To clarify which type of muscle injury is more likely to occur when a specific postural parameter deviates, we applied discriminant analysis (Wilks's lambda 0.54). Considering standardised canonical discriminant coefficients, the variables with the highest absolute value are the most effective in discriminating between types of muscle injury. The HT, the ST, the PT, the KT and the HA played the most important role in classifying injuries. Inguinal injuries were the most correctly classified (57.1%), showing that these injuries have well‐defined postural correlates. The results are shown in Figure 6.
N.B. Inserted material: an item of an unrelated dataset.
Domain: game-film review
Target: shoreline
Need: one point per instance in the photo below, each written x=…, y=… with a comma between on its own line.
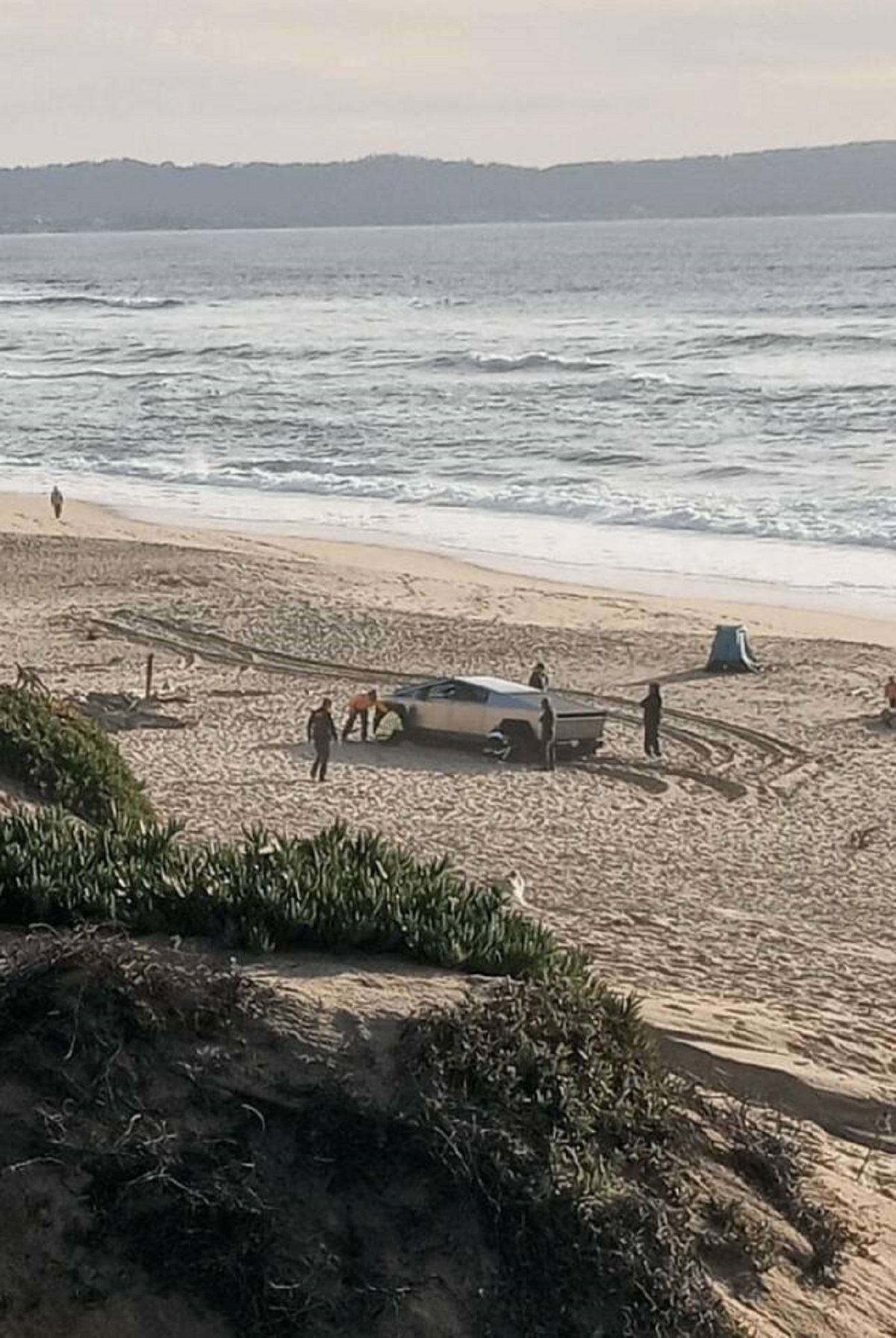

Heatmap of muscle injury types and associated postural parameters. Darkening of the colours indicates an increased risk of injury. HA, head angulation; KT, knee translation; PA, pelvis angulation; PT, pelvis translation; ST, shoulder girdle translation.
DISCUSSION
The purpose of our research was to evaluate the association between poor posture and injury characteristics in male, youth football players. Our latest findings indicate that changes in postural parameters from the average in both sagittal and frontal planes may contribute to the development of various injuries. Given that adolescence is a crucial period for growth and subsequent changes in body biomechanics, we deemed it essential to compare the growth data of athletes with those of the general population. To achieve this, we compared the anthropometric results with reference data from the National Longitudinal Study of Child Growth, which provides national benchmarks for the reported means and percentiles of various dimensions measured from birth to age 18 [25]. The comparison revealed that within the study population of athletes, all age groups had higher sizes than the national average, particularly in the U13, U14 and U15 age groups in growth spurs.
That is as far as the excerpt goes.